Charity begins at home

By by Tony Laszlo


まずは国内から始めよ

クルド人を虐待したフセイン許すまじとイラクへ自衛隊を派遣した日本なのに…。

The grand pyramid-shaped building that houses the United Nations University (UNU) rises up proudly, competing with its neighbors for dominance of the landscape. Ordinarily, a person passing through the two huge pillars that form the building's great entranceway might look lazily up at the U.N. logo above, perhaps thinking about the ideals that it represents. As I write this essay, however, dignitaries, scholars and bureaucrats visiting the building should be directing their eyes straight at the ground in front of them. For if they do not do so, they risk falling over an arm or leg of one of the refugees camped out in the entrance to the building.

Two families of Turkish Kurds have been sitting in front of this Shibuya building around the clock since mid-July, despite record temperatures of up around 40 degrees Celsius. Among them is a two-year-old infant and his five-year-old sister. What do they want? Being refugees in Tokyo, you'd think they would be demanding official permission to settle in Japan. Not so. Ahmet Kazankiran, head of one of the two families, says he now seeks just one thing: relocation by the U.N. High Commissioner for Refugees (UNHCR) from Japan to a place where he and his family can live in safety and with dignity.
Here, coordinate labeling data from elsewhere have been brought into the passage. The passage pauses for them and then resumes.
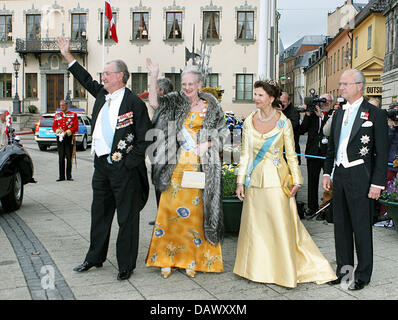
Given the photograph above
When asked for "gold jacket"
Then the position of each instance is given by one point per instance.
(272, 169)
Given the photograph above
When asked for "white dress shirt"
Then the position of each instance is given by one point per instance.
(99, 145)
(342, 157)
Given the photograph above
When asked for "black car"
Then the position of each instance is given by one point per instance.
(16, 170)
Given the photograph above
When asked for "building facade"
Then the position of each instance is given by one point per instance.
(315, 72)
(343, 17)
(145, 28)
(339, 59)
(288, 62)
(390, 75)
(368, 48)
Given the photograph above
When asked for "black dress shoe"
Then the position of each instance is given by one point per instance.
(124, 274)
(86, 266)
(334, 282)
(320, 217)
(358, 285)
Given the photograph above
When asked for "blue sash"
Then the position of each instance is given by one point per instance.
(258, 158)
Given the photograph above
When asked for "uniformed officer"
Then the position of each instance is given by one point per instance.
(65, 125)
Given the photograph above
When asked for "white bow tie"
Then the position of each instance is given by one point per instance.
(347, 106)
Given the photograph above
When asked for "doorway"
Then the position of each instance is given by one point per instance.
(55, 91)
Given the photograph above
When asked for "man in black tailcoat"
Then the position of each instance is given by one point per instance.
(293, 115)
(119, 123)
(358, 151)
(312, 124)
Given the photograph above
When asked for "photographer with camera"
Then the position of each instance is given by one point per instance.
(317, 113)
(292, 114)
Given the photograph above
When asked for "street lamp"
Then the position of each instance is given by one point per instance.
(16, 103)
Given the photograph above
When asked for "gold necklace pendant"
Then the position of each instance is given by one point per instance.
(266, 119)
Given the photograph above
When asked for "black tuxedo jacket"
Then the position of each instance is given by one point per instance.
(311, 124)
(368, 141)
(129, 145)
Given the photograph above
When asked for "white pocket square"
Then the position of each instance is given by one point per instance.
(367, 124)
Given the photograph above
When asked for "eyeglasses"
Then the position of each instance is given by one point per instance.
(346, 84)
(107, 73)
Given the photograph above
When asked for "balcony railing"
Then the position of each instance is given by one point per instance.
(48, 46)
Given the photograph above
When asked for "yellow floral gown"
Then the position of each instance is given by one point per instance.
(178, 238)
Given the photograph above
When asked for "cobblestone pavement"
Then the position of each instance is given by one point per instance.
(49, 235)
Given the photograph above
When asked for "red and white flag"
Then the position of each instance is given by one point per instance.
(109, 15)
(8, 123)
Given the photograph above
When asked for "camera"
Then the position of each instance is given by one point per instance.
(312, 102)
(392, 114)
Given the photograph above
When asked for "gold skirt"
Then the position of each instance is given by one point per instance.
(273, 244)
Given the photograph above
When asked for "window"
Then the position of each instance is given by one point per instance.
(140, 25)
(370, 37)
(79, 26)
(5, 28)
(212, 80)
(5, 85)
(211, 24)
(334, 62)
(108, 32)
(356, 47)
(78, 90)
(33, 30)
(174, 25)
(31, 85)
(245, 25)
(139, 82)
(244, 87)
(342, 57)
(175, 79)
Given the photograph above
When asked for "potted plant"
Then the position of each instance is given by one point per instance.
(32, 108)
(389, 197)
(232, 206)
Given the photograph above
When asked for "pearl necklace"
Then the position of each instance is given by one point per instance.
(194, 104)
(266, 119)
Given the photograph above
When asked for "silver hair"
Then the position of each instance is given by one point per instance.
(194, 70)
(165, 85)
(331, 97)
(121, 67)
(358, 76)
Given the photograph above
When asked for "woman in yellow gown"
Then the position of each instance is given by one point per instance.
(273, 244)
(188, 226)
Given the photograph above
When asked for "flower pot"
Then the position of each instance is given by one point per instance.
(232, 208)
(392, 211)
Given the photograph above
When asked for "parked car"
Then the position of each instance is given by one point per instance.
(16, 170)
(46, 137)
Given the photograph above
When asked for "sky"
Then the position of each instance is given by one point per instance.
(305, 17)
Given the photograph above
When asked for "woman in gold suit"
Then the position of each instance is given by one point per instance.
(273, 244)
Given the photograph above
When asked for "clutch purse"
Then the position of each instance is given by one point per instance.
(287, 184)
(193, 179)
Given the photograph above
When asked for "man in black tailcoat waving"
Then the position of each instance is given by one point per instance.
(119, 123)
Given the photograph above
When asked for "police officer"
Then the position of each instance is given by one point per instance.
(65, 125)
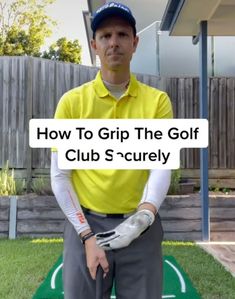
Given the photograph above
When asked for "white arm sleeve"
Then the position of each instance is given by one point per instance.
(156, 187)
(66, 196)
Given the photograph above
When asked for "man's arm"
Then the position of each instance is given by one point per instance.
(154, 193)
(69, 203)
(155, 190)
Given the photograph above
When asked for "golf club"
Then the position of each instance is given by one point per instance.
(99, 283)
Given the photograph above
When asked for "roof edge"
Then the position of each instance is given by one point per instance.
(171, 14)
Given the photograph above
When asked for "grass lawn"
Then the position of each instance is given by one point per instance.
(24, 265)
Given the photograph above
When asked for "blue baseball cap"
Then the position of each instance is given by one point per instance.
(112, 9)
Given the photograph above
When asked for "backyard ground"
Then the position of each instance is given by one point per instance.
(25, 264)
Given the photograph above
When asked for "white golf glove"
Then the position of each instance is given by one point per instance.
(126, 232)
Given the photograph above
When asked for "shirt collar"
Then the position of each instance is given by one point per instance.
(102, 91)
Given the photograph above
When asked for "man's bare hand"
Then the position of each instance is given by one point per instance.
(95, 256)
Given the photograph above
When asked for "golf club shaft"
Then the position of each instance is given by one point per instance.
(99, 283)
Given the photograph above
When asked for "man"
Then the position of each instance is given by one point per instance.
(110, 211)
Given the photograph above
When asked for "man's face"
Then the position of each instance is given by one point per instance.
(115, 43)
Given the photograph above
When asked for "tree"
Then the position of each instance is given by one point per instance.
(64, 50)
(24, 26)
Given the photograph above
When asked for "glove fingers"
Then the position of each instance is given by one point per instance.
(102, 241)
(105, 235)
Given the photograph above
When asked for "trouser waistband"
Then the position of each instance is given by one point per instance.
(103, 215)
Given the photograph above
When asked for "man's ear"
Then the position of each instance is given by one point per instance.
(135, 42)
(93, 44)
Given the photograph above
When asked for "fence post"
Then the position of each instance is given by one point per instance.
(29, 115)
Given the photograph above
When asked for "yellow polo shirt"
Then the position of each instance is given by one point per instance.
(112, 191)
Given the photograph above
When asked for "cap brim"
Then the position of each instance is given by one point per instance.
(113, 11)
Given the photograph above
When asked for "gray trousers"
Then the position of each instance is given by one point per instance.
(136, 269)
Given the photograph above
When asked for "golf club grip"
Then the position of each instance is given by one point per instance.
(99, 283)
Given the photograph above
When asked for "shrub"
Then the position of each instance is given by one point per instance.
(7, 181)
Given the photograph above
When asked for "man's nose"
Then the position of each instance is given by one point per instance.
(114, 42)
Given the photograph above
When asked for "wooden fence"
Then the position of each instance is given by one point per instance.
(40, 216)
(32, 87)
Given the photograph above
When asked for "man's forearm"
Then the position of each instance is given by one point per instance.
(66, 196)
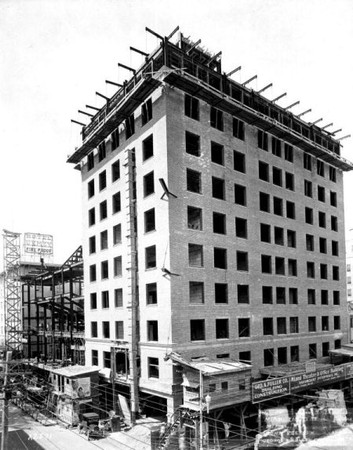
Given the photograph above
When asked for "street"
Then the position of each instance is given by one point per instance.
(27, 434)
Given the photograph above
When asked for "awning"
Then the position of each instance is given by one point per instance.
(344, 351)
(191, 384)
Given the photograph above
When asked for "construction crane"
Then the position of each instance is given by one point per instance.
(13, 320)
(12, 292)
Kurds number approximately 25 million people according to some estimates, and they live primarily in a strip of land that runs through Iraq, Iran, Syria and Turkey. The Kurds refer to this area as Kurdistan and have been struggling for many years to form a state by that name. Tensions run high in Turkey where Kurds continue to press for independence and the right to be educated in their own language.

Kazankiran fled Turkey and applied for asylum in Japan in 1996 - the rest of his family arrived afterwards. The Japanese government rejected the family's applications for asylum, and instead it incarcerated them separately over the years, for weeks and months at a time. Kazankiran successfully contested the Japanese decision in court. However, this verdict was overturned following a government appeal.

For the last two years, the UNHCR has issued a certificate of support for his claim, stating that Kazankiran has "very strong elements to qualify" under the Refugee Convention. The Japanese government remains unmoved, however. So, with U.N. support and Japanese rejection, overstayed visas, no money, no jobs, no shelter and no place to bathe, the Kazankirans sit in front of Tokyo's UNU in the sweltering heat to present their case in the flesh.

To justify its support of the U.S.-led coalition's invasion and occupation of Iraq, Japan points to the former Iraqi leader Saddam Hussein's human rights abuses such as chemical weapons attacks against the Kurds in that country. How is it that this same Japan chooses to provide asylum to almost no Kurds, and has rejected all of the 200-plus applications from those with Turkish passports? Sending troops halfway around the world to provide human rights relief is one thing. But what about the 12 refugees getting sunstroke in Shibuya? Can they really be unworthy of recognition and assistance?